In Canberra, ACT Chief Minister Jon Stanhope is being urged to consider a commemorative day for Canberra's Indigenous groups who died at the time of European settlement. ACT Aboriginal and Torres Strait Islander Centre spokeswoman Ann Jackson-Nakano says an ANZAC-type day should be established, and a monument erected to recognise Aborigines who died during European settlement and during the settlement of the Canberra region. She says at this stage it is only a suggestion, but she says it is something that Canberrans should consider. "I'm not meaning in any way, shape or form to disrespect the ANZACS," she said. "I'm just saying that, you know, we celebrate this day every year, and I don't see why we couldn't sort of move back a bit." She says there should be a monument recognising the plight of the Indigenous people. "The Australians are a very enlightened people, so I think it's time to demonstrate in real terms the way Australians themselves stand on this issue, and hopefully also the leaders," she said.

A Turkish Tale on Anzac Day

photo source: The Heritage of the Great War.

I just heard Robert Manne speaking on the Armenian Genocide
"despite the fact that the Armenian Genocide was one of the great crimes of history; despite the fact that it took place on Ottoman soil during the precise months of the Dardanelles campaign; despite the fact that that campaign is regarded as the moment when the Australian nation was born, so far as I can tell, in the vast Gallipoli canon, not one Australian historian has devoted more than a passing page or paragraph to the relationship, or even the mere coincidence, of the two events...
Ernest Renan once argued that an act of forgetting can be discovered in the foundation of all nations. Sigmund Freud agreed: "It is universally admitted that in the origin of the traditions and folklore of a people care must be taken to remove from the memory such a motive as would be painful to the national feeling.” According to Renan and Freud, all countries seem to feel the need for a noble myth of origin from which dark deeds and moral ambiguities have been erased."
What a relief to hear some analysis, some thinking that digs into the layers of this day of mourning and expand ideas about the character of the nation:
whether or not we can learn, without flinching, to hold the memories of the triumph of Gallipoli and and the tragedy of the Dispossession (of Aboriginal Australia) together in our minds.
Australia and Turkey: Uncomfortable Thoughts on Gallipoli and the Armenian Genocide' by Robert Manne, Professor of Politics. La Trobe University

Monday, April 23, 2007

Race wars written out of Australian history

What has this photograph got to do with race wars and Australian History? It's a photograph of my grandmother in 1921 on her wedding day. Pa, my grandfather was just back from the war fields of France. Historians Henry Reynolds and Lyndall Ryan woke me up to another story, another war in Tasmania, where I was born. These race wars were a secret during my entire childhood in the 1950s and into the 1980s. So I began this research project and film - to find out how could I grow up in Tasmania and know nothing of the race wars? And now that I know something what am I going to do about it?

Wednesday, April 18, 2007

maralinga - a strange colour in the sky


A few years ago I worked as a researcher on a documentary series about Australia and war; in the script there was a sequence set in the 1950s on the setting up of Woomera in preparation for the British Tests. I did a lot of research, including extensive research into the impact of the tests on the Yankunytjatjara, Antikarinya, Kokatha, Pitjantjatara and Yalata communities, the traditional owners. None of this research was used in the series. This response made me determined to at least name what happened there in this documentary ISLAND HOME COUNTRY. The tests represented another phase of the further colonisation of Australia by Britain.

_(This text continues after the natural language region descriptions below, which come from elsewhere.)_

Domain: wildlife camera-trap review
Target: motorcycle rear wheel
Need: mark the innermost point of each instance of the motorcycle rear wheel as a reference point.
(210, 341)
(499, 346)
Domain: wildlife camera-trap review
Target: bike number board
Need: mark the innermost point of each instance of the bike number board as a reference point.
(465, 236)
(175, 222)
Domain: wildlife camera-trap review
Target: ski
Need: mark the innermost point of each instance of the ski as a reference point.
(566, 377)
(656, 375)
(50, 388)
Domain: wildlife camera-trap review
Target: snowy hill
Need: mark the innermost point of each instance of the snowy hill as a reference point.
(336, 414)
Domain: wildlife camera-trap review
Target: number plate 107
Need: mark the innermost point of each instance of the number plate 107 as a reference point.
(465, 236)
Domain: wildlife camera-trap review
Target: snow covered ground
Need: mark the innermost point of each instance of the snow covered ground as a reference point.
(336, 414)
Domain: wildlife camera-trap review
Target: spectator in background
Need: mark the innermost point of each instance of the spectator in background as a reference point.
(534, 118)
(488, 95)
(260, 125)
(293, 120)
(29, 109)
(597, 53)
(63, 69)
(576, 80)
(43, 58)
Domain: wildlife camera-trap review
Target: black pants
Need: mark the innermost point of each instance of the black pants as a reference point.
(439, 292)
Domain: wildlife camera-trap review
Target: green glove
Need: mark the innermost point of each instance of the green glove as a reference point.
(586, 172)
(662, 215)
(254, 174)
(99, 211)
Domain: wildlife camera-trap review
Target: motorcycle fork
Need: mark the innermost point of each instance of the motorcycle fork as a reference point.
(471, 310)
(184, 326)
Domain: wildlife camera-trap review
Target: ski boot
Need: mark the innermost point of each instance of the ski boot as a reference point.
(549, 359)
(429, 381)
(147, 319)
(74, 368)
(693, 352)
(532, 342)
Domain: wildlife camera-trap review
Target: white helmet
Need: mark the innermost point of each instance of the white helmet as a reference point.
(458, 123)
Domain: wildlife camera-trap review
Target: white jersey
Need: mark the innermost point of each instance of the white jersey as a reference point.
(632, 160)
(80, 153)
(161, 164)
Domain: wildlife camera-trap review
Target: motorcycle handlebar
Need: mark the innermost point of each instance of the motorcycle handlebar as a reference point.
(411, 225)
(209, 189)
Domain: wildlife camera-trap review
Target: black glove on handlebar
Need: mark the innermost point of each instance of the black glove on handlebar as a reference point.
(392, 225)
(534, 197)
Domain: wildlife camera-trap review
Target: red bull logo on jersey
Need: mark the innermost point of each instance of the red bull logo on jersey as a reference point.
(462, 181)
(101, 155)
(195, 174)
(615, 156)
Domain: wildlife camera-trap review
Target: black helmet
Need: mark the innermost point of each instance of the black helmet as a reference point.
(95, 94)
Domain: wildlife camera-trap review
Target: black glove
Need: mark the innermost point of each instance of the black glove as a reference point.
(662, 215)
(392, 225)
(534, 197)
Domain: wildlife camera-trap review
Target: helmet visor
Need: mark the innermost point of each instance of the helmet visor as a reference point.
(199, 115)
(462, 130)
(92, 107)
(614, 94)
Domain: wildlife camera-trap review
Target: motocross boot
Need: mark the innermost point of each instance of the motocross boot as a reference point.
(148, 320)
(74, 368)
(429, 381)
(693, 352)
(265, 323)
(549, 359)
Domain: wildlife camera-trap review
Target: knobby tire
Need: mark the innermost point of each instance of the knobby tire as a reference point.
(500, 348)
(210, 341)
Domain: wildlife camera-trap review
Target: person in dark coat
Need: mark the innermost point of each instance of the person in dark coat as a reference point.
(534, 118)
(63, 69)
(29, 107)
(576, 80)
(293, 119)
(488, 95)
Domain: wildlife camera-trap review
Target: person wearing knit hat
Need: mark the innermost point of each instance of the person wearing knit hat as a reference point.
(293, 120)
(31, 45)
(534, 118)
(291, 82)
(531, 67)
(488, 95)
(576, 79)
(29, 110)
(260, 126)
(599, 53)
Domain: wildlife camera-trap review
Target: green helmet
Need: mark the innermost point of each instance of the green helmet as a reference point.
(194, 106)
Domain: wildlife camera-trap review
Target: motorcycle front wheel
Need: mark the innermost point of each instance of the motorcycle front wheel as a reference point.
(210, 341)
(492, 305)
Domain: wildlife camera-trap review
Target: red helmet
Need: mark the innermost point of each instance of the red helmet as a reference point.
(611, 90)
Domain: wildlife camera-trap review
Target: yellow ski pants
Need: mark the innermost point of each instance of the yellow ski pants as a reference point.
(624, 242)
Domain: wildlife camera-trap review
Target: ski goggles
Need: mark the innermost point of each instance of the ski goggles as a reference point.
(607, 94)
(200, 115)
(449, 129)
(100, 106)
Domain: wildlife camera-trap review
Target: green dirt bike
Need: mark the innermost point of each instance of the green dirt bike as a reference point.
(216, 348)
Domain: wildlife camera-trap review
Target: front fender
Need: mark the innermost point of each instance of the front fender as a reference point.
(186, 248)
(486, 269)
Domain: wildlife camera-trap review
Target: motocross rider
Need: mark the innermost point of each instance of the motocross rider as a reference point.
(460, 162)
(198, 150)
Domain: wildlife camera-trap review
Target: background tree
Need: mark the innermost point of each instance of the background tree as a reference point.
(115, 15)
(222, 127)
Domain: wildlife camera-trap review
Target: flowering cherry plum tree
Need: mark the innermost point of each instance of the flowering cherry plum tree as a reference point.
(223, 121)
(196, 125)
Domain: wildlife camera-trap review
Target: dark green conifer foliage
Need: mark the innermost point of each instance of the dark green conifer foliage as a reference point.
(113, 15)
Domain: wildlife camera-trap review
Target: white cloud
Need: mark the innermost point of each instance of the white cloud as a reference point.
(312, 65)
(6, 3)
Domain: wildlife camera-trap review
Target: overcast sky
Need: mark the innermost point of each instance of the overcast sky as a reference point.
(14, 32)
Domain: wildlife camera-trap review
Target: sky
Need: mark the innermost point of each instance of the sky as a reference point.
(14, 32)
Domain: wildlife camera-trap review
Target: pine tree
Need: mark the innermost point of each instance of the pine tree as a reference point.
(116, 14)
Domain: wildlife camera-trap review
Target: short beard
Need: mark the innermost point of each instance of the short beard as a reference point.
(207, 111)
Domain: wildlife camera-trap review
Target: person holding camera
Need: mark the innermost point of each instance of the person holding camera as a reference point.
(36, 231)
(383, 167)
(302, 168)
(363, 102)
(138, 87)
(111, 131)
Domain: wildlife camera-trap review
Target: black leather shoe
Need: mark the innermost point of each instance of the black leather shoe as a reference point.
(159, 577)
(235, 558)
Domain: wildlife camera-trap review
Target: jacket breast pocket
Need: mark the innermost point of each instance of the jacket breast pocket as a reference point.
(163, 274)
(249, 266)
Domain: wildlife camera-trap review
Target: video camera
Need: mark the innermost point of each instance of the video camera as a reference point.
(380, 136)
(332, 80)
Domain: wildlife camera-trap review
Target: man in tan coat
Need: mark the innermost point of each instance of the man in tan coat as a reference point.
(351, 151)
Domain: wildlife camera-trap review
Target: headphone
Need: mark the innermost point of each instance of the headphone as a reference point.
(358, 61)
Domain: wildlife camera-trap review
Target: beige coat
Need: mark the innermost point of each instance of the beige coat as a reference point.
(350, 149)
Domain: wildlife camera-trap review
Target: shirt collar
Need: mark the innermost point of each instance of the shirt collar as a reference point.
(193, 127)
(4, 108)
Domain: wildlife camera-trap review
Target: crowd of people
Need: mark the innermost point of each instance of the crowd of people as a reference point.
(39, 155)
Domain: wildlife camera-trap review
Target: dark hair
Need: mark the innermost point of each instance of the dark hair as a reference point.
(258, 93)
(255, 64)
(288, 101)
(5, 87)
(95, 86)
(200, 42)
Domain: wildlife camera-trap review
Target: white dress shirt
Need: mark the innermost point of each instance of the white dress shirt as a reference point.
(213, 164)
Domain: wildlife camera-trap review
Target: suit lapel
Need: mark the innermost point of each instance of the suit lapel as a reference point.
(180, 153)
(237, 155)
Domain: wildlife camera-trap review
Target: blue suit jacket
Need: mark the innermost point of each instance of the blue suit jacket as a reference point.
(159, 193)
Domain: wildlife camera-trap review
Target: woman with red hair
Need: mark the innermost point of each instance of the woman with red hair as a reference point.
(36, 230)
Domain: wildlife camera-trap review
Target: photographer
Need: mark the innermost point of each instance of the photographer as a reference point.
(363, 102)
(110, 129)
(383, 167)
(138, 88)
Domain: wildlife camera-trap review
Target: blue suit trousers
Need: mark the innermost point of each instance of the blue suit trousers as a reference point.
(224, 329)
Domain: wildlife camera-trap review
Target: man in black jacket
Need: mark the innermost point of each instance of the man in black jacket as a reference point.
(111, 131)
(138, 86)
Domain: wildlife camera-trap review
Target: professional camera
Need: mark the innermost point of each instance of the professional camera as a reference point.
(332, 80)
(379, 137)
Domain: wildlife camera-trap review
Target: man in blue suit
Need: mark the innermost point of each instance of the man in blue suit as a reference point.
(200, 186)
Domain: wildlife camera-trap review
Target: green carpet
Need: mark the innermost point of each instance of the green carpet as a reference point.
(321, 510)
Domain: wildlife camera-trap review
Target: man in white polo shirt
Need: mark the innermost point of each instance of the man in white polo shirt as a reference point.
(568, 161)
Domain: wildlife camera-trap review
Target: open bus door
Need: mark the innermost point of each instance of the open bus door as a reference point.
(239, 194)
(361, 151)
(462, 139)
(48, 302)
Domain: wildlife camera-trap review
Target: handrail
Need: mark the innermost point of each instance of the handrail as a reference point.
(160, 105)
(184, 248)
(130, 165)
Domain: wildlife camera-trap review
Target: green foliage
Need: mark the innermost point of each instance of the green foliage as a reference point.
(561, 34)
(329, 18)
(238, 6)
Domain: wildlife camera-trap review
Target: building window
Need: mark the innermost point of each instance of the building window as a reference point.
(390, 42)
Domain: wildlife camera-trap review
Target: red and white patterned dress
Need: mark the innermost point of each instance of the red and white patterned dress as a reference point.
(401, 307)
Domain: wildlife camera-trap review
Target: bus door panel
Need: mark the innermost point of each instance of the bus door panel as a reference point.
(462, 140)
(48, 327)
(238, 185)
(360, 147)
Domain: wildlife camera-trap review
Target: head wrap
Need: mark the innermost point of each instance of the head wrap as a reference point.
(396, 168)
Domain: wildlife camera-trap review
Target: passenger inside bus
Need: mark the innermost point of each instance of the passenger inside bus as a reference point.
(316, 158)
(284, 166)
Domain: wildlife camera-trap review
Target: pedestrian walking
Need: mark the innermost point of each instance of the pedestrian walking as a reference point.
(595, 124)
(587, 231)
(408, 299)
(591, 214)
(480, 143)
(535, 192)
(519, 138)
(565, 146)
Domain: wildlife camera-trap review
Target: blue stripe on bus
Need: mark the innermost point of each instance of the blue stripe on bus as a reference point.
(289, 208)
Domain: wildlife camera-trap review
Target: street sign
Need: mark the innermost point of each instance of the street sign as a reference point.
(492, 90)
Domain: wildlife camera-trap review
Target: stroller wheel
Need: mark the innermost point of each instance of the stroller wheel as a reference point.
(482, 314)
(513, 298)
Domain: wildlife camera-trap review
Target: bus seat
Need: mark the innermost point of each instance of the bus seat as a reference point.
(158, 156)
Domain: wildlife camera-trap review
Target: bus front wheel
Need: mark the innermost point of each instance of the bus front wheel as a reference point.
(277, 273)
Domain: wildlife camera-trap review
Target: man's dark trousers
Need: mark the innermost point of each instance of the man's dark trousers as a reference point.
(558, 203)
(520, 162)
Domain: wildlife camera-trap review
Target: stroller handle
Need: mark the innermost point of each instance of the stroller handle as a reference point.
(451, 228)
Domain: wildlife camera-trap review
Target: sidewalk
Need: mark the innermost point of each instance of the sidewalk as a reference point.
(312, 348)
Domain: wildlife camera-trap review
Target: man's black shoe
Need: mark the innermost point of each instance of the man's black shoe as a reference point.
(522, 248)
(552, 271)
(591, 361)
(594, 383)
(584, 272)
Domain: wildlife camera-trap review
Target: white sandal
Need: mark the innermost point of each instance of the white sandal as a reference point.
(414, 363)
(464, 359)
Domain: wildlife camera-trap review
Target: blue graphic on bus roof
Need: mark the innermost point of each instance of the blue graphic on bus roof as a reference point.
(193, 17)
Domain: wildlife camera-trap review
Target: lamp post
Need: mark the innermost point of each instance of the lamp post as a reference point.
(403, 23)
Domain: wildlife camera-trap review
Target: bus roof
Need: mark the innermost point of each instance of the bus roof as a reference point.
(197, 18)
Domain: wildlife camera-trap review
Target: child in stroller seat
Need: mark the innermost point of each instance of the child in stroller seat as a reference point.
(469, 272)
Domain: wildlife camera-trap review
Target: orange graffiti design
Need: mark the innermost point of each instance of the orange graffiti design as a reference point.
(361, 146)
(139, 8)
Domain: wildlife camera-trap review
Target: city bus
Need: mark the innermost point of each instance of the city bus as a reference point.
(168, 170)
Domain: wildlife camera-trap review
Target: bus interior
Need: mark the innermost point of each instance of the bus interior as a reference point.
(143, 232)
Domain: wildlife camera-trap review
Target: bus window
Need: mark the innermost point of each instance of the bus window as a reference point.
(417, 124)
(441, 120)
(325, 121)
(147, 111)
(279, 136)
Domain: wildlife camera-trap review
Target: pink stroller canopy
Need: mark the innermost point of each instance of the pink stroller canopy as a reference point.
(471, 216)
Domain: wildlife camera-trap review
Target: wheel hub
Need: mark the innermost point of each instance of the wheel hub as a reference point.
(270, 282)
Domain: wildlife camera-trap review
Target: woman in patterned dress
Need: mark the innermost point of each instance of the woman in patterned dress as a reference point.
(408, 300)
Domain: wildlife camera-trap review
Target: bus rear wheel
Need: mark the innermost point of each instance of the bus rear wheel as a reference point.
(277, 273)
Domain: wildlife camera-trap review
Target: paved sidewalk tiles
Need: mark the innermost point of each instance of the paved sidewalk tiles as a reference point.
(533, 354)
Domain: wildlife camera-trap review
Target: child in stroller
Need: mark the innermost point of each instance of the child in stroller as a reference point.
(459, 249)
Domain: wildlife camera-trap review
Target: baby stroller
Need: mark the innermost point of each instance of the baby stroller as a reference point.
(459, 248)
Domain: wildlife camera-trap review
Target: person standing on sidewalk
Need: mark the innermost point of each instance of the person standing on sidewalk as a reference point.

Several weeks ago SBS news did an item on an anniversary of Woomera - and once again- no mention of the traditional owners. As if they don't exist. SBS is a national broadcaster. I am still amazed that they can make a news item that is so ignorant. It makes me more determined to show it in the film. I heard about the Oak Valley Community cultural project. The older men and women of the community said they wanted to paint the story of the land including the history of the tests and the fight for reclamation. This article says that "in the minds of many Australians still, the most prevalent image of Maralinga is of a mushroom cloud, while the community lives in the Great Victoria Desert, a land of immense beauty and incredible bio-diversity." This is interesting as so often Maralinga is represented by the atomic explosion images. I have now located some of the paintings by Jonathan Kumintjarra Brown and they are full of life in the face of death.